Examples of code generation include languages including SQL, Java,
C++, XML, x.12 or any of a number of other popular integration
programming languages. The libraries are commercially available
libraries. It will work by translating the pseudo code generated by
the code generator into a language of choice of the user. In the
case of object-oriented programming languages, it is common to
describe classes, objects, methods and other object oriented
constructs. Because most object oriented languages are similar, the
translation from one language to another if fairly straightforward.

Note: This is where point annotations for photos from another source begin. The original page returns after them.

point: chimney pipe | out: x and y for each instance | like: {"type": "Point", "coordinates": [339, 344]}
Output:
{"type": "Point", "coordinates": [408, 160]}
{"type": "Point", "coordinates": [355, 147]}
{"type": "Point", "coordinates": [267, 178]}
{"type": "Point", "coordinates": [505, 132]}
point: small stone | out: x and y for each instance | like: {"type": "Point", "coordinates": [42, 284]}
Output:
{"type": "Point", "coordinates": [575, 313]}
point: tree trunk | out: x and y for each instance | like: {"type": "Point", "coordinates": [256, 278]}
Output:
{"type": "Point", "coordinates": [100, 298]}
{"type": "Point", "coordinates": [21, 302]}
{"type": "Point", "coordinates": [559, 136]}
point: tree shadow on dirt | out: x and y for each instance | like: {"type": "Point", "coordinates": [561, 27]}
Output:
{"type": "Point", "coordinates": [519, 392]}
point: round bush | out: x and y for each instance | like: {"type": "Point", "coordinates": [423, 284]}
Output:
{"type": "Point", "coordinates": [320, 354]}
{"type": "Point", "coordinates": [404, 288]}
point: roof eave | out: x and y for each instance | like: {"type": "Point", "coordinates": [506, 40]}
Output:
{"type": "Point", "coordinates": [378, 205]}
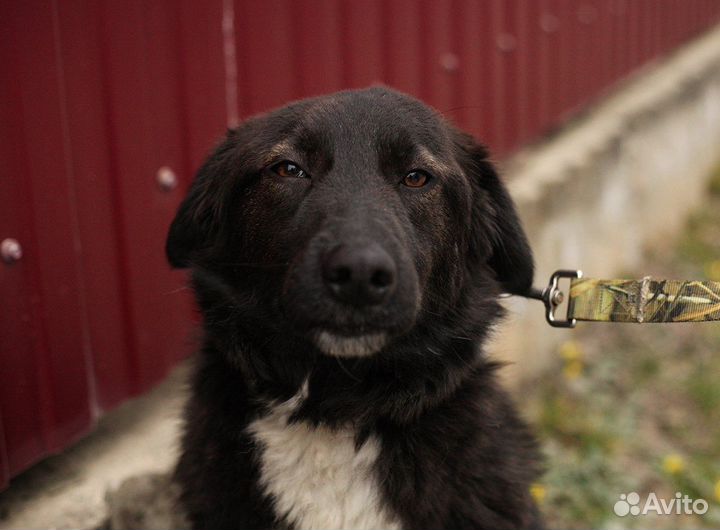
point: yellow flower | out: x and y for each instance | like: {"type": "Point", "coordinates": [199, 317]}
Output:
{"type": "Point", "coordinates": [571, 351]}
{"type": "Point", "coordinates": [673, 464]}
{"type": "Point", "coordinates": [712, 270]}
{"type": "Point", "coordinates": [538, 492]}
{"type": "Point", "coordinates": [573, 369]}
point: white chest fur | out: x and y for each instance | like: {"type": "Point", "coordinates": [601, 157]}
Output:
{"type": "Point", "coordinates": [316, 477]}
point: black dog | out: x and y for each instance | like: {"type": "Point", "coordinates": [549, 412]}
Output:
{"type": "Point", "coordinates": [347, 253]}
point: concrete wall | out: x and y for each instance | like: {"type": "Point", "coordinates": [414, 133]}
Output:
{"type": "Point", "coordinates": [623, 176]}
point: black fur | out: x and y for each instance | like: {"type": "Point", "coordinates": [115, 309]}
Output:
{"type": "Point", "coordinates": [454, 453]}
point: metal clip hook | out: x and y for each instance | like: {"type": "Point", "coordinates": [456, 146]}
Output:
{"type": "Point", "coordinates": [552, 297]}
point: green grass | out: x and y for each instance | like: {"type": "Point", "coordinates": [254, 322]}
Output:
{"type": "Point", "coordinates": [637, 408]}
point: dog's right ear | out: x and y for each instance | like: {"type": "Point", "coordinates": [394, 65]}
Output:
{"type": "Point", "coordinates": [197, 221]}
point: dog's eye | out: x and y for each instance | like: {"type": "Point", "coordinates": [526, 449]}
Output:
{"type": "Point", "coordinates": [289, 169]}
{"type": "Point", "coordinates": [416, 179]}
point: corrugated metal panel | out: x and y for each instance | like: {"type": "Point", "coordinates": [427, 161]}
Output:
{"type": "Point", "coordinates": [102, 95]}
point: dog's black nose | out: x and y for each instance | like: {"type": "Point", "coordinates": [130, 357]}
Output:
{"type": "Point", "coordinates": [359, 275]}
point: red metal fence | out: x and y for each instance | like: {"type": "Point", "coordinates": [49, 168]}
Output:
{"type": "Point", "coordinates": [102, 103]}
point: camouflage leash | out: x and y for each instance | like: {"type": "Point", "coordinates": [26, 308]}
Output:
{"type": "Point", "coordinates": [641, 301]}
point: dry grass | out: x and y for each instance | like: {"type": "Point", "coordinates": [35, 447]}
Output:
{"type": "Point", "coordinates": [637, 408]}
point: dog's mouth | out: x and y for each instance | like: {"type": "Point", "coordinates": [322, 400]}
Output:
{"type": "Point", "coordinates": [342, 345]}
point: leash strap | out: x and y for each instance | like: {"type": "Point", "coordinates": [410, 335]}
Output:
{"type": "Point", "coordinates": [641, 301]}
{"type": "Point", "coordinates": [644, 301]}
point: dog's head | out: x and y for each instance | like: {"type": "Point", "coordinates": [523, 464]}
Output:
{"type": "Point", "coordinates": [348, 219]}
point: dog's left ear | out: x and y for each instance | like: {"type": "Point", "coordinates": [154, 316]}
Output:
{"type": "Point", "coordinates": [498, 237]}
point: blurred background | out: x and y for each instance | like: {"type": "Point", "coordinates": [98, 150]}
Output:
{"type": "Point", "coordinates": [605, 115]}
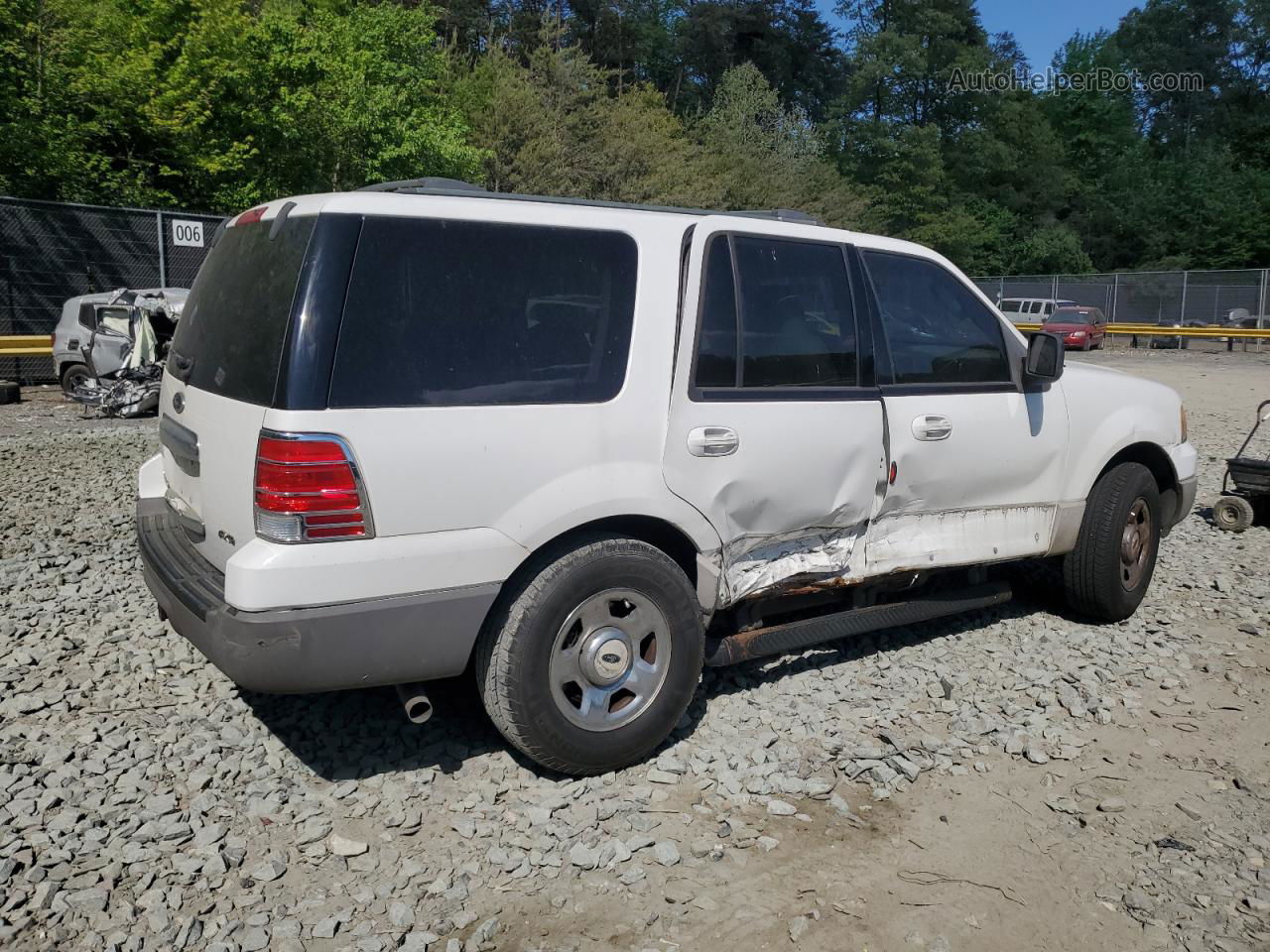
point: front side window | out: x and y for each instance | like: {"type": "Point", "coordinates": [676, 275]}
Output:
{"type": "Point", "coordinates": [461, 312]}
{"type": "Point", "coordinates": [785, 320]}
{"type": "Point", "coordinates": [937, 329]}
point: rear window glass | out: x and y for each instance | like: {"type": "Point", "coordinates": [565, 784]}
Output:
{"type": "Point", "coordinates": [458, 312]}
{"type": "Point", "coordinates": [235, 318]}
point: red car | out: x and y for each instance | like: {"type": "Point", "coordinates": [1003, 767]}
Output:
{"type": "Point", "coordinates": [1084, 327]}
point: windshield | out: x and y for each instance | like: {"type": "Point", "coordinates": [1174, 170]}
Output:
{"type": "Point", "coordinates": [1064, 316]}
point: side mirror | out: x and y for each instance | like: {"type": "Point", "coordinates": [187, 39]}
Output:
{"type": "Point", "coordinates": [1044, 357]}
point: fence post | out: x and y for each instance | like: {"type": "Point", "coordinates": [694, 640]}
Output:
{"type": "Point", "coordinates": [163, 263]}
{"type": "Point", "coordinates": [1261, 306]}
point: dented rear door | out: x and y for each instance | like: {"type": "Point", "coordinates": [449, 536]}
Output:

In the case of pseudo code, it is even more so, because generated
pseudo code is very general in nature.
[0268] Error Management Micro Agent
[0269] The Error Management Micro Agent takes expected and actual
output from the Planner and the CodeGen to determine and
categorizes program errors and remediation plans. The Error
Management Agent is capable of detecting errors in code generation
(that is, syntactic correctness of the generated code, through
using compiler and script verification technology), data
extraction, aggregation and insertion. Data extraction, aggregation
and insertion refers to the logical correctness of the generated
code. This can be done by a) use of a database emulator and b)
comparing the results of the emulations against the desired goals
as identified by the planner. This is for the "local" results of a
change. For the system impacts, a system graph of the interactions
will be created with analysis of cyclic dependencies that are
impacted by a change. For all applications in the system impacted
by the changed elements, the database emulator for each impacted
application will be used to evaluate the correctness of the change.
System inconsistencies will be reported or if all system
dependencies are satisfied, the planned code will be marked as
validated.
[0270] This agent also works in concert with other system
components to detect user input errors (incorrect execution) by
checking inputs against valid single values, valid ranges of
values, and discrete lists of values (so-called picklists) to
ensure that the value entered by the user will not jeopardize the
integrity of the system.
[0271] This Agent also detects user intent errors (mistakes,
correct execution of the wrong task) and breakdowns in coordination
across multiple users.
[0272] Detecting user intent errors includes (a) enforcing
constraints on critical system actions (for example, a user will
not be able to deploy an integration plan that was created based on
a change specification that was generated from a "pseudo"
schema--one the user edited; this is an example of execution with
the wrong type of data); (b) checking models of common usages of
the system before execution of critical operations to flag actions
and issue warnings on requests for these critical actions that do
not fall within the constraints of the system or fall outside the
models of normal, expected usage. Critical operations are
considered those that have the potential for corrupting application
data or producing flawed results from the targeted applications.
For example, creating and deleting the same logical change
specification 10 times within 10 minutes is not a normal usage, but
wouldn't be flagged since it doesn't fall within the definition of
a "critical" operation since it has no impact on the target
application itself. Deploying code that has not been validated
would be a critical operation that deviates from the expected norm.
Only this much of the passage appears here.